Find out why this often good-faith effort is a bad compliance idea.
Saving a resident's Medicare benefits for a rainy day? If the person qualifies for skilled coverage, it's raining.
Example: One resident living in an assisted living facility fell and had mood issues, so he ended up on an acute psych unit in a hospital where he received some psychiatric therapy. "Then he went to a SNF, but the SNF did not skill him, even though he had ADL decline and mood decline, which the nursing staff addressed," says Rita Roedel, RN, MS, a consultant with BDO/Heritage Healthcare Group in Milwaukee. "Yet that person really should have been skilled, and the family was actually requesting the facility to submit a demand bill."
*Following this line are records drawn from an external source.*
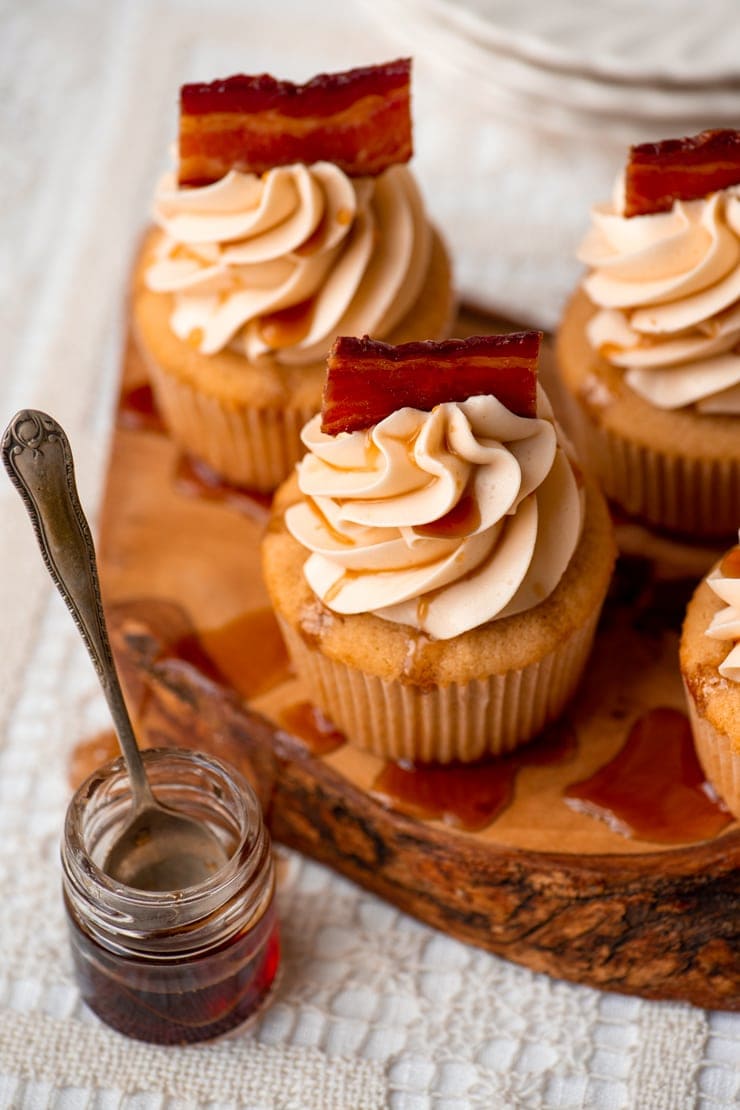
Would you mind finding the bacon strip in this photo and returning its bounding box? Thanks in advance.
[321,332,543,435]
[625,130,740,216]
[178,58,413,185]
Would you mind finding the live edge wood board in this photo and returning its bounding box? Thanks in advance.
[98,308,740,1010]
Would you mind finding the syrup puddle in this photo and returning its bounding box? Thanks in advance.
[565,708,732,845]
[371,720,577,833]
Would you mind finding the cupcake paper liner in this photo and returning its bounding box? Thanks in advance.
[686,688,740,819]
[281,608,599,764]
[149,360,314,493]
[580,404,740,537]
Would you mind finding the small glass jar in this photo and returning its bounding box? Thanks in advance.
[62,749,280,1045]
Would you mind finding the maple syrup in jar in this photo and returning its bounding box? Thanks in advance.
[62,749,280,1045]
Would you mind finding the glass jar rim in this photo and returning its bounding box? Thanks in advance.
[62,747,264,924]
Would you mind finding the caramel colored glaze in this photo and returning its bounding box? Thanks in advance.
[199,607,292,698]
[371,722,576,833]
[414,494,480,539]
[719,544,740,578]
[174,455,272,524]
[68,728,121,790]
[259,297,316,350]
[565,708,732,845]
[118,382,165,432]
[277,702,346,756]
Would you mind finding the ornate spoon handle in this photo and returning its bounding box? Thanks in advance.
[0,408,151,804]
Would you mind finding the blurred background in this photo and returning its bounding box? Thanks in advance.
[0,0,740,1110]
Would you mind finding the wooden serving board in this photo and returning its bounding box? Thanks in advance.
[94,319,740,1010]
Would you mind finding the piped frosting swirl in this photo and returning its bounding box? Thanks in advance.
[146,162,432,365]
[578,181,740,414]
[707,534,740,683]
[285,390,582,639]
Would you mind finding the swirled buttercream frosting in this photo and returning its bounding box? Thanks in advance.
[146,162,432,365]
[285,390,584,639]
[707,535,740,683]
[578,181,740,414]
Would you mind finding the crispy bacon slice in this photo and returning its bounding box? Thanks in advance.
[625,130,740,216]
[321,332,543,435]
[178,58,413,185]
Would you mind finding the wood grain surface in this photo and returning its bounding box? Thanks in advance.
[97,321,740,1010]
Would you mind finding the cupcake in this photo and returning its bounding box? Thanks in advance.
[557,131,740,538]
[133,60,454,492]
[680,532,740,818]
[262,332,615,763]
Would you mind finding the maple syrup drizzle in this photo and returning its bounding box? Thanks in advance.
[199,606,292,698]
[174,455,272,524]
[118,382,165,432]
[371,722,576,833]
[277,702,346,756]
[565,708,732,845]
[414,494,480,539]
[259,297,316,351]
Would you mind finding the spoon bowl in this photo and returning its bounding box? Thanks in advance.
[1,408,227,890]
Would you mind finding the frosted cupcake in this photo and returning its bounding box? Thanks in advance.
[681,532,740,818]
[263,333,614,763]
[557,131,740,537]
[133,60,454,492]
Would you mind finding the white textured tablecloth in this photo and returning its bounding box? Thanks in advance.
[0,0,740,1110]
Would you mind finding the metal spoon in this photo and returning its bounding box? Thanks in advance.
[1,410,227,890]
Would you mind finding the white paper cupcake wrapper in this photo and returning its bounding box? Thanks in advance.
[281,609,598,763]
[686,689,740,819]
[582,418,740,536]
[149,361,314,493]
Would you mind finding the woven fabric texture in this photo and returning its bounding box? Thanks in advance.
[0,0,740,1110]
Residents can also resume skilled services, if needed, within 30 days after discharge from Part A services. However, some facilities don't reskill residents within that 30-day window - even though the person suffers a significant decline requiring skilled intervention to turn around, observes Jane Belt, MS, RN, CS, a consultant with Plante, Moran Swartz Group LLC in Columbus, OH.
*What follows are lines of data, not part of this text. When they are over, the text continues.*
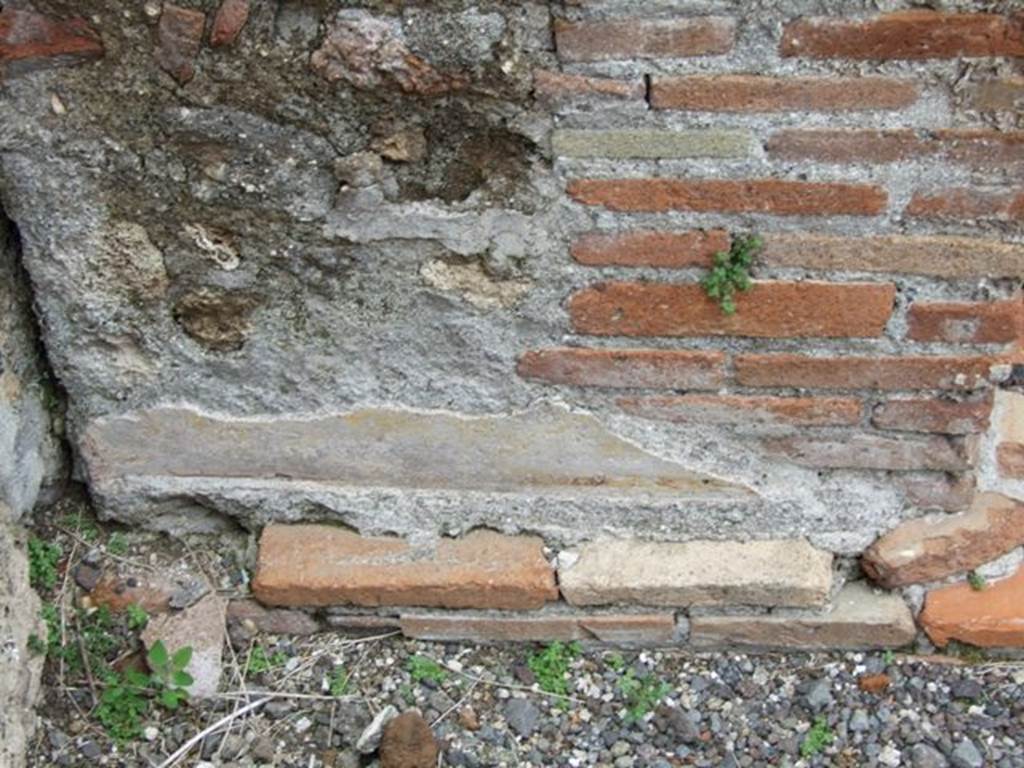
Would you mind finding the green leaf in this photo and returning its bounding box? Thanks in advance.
[171,645,191,671]
[145,640,169,670]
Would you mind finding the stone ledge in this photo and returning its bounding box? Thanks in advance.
[253,525,558,610]
[690,583,915,650]
[558,540,833,607]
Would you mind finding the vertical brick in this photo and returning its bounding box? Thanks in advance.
[871,397,992,434]
[568,178,888,216]
[735,354,995,390]
[0,7,103,76]
[517,348,726,389]
[650,75,918,113]
[555,16,736,61]
[907,298,1024,344]
[781,10,1024,59]
[618,394,863,427]
[906,187,1024,221]
[571,229,729,268]
[569,281,896,338]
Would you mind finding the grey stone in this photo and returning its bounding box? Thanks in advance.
[910,743,949,768]
[949,738,985,768]
[505,698,541,738]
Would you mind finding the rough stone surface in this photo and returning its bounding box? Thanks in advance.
[862,494,1024,588]
[558,540,831,606]
[690,582,916,650]
[142,594,227,698]
[253,525,557,610]
[380,712,439,768]
[919,567,1024,648]
[400,610,677,647]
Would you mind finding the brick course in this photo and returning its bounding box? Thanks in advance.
[568,178,888,216]
[555,16,736,61]
[650,75,918,113]
[569,282,895,338]
[780,10,1024,59]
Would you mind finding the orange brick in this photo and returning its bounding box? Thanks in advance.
[735,354,995,390]
[0,7,103,75]
[907,299,1024,344]
[517,348,725,389]
[555,16,736,61]
[919,567,1024,648]
[568,178,888,216]
[995,442,1024,479]
[534,70,644,104]
[569,282,896,338]
[758,232,1024,278]
[781,10,1024,59]
[906,187,1024,221]
[871,397,992,434]
[761,433,969,472]
[571,229,729,268]
[618,394,863,426]
[765,128,1024,169]
[651,75,918,112]
[253,524,558,610]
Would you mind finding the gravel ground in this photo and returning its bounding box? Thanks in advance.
[31,636,1024,768]
[22,495,1024,768]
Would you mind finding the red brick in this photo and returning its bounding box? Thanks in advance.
[758,232,1024,278]
[534,70,644,104]
[765,128,1024,169]
[568,178,888,216]
[401,612,676,645]
[871,397,992,434]
[651,75,918,112]
[618,394,863,426]
[735,354,995,390]
[569,281,896,338]
[571,229,729,268]
[253,524,558,610]
[0,8,103,76]
[907,298,1024,344]
[210,0,249,48]
[781,10,1024,59]
[995,442,1024,479]
[157,3,206,85]
[861,494,1024,589]
[762,433,969,472]
[517,348,725,389]
[919,567,1024,648]
[555,16,736,61]
[906,187,1024,221]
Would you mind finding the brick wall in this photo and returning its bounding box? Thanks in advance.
[0,0,1024,647]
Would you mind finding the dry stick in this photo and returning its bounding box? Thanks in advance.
[159,693,275,768]
[444,664,587,705]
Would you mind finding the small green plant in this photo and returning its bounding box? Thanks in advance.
[700,234,762,314]
[246,645,288,676]
[604,651,626,672]
[106,530,128,555]
[526,641,582,696]
[125,603,150,630]
[618,670,672,723]
[800,717,836,758]
[330,667,351,696]
[408,656,447,683]
[29,537,63,590]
"A resident who has a significant ADL decline after going off skilled services is at risk for all kinds of negative outcomes, if the decline is left unaddressed," Belt says. "That's where restorative nursing as a skilled service can play a role."
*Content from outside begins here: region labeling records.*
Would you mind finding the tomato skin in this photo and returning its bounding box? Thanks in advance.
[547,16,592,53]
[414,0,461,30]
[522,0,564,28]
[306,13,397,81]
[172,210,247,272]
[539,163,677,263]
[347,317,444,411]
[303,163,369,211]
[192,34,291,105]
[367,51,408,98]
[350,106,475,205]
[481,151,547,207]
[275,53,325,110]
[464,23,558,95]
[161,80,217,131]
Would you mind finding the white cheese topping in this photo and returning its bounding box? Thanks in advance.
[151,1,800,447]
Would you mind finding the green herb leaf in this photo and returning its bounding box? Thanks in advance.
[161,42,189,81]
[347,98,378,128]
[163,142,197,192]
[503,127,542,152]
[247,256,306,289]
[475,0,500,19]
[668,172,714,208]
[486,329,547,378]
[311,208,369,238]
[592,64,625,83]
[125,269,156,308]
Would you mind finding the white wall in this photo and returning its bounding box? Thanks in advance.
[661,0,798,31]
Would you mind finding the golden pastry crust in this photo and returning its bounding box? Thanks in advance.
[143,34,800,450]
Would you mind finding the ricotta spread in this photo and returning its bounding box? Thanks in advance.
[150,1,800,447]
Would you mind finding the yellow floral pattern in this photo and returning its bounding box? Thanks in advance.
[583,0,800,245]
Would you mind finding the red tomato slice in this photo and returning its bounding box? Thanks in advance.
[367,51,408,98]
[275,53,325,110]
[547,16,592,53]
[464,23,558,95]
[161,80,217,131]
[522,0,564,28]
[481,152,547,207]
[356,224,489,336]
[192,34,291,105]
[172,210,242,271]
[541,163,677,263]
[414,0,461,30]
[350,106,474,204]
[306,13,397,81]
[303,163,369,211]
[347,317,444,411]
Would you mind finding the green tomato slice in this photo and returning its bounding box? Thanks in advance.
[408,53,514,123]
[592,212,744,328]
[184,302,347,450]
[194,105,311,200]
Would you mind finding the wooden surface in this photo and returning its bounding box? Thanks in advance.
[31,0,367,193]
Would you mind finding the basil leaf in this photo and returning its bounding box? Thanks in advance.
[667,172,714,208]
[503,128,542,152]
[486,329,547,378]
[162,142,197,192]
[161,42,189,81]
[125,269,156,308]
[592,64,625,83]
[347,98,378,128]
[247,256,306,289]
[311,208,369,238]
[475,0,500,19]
Watch Out for Demand Billing
Facilities are required to give beneficiaries written notice of their noncoverage decisions with an option to submit a demand bill to the fiscal intermediary to see if it will pay. Thus, if the SNF doesn't skill a resident who is eligible for such care, it can't really reconcile not informing the resident of that decision with demand billing requirements, caution legal experts.
The beneficiary or his representative could, however, make an informed choice not to use the Medicare benefit and to pay out of pocket, says Cheryl Field, MSN, RN, CRRN, a consultant with LTCQ Inc. in Lexington, MA.
Consider These Other Key Issues
In addition to demand billing requirements, facilities that decide not to skill a resident who meets skilled coverage criteria and has days left in the benefit period should consider these issues, suggest experts:
1. State law provisions making Medicaid the payer of last resort, if the effect of not submitting a Part A claim is to trigger Medicaid payment for those dates of care, says Howard Sollins, attorney with Ober/Kaler in Baltimore. "Facilities can get into trouble for sparing Medicare benefits to save them for another condition ... when Medicaid is the backup source for payment," advises Field.
2. Admission agreements, particularly if the result is that the resident pays privately for days that could have been covered by Medicare, says attorney Donna Senft, also with Ober/Kaler. "The agreements may include provisions that say the facility will exhaust third-party payers before billing the resident on a private-pay basis," Senft says.
3. Fraud and abuse allegations. Facilities that try to save a resident's Medicare benefits so the facility can get a better daily rate later for a higher paying RUG can get in serious trouble, warns Roberta Reed, MSN, RN, a consultant with Howard Wershable & Co. in Cleveland.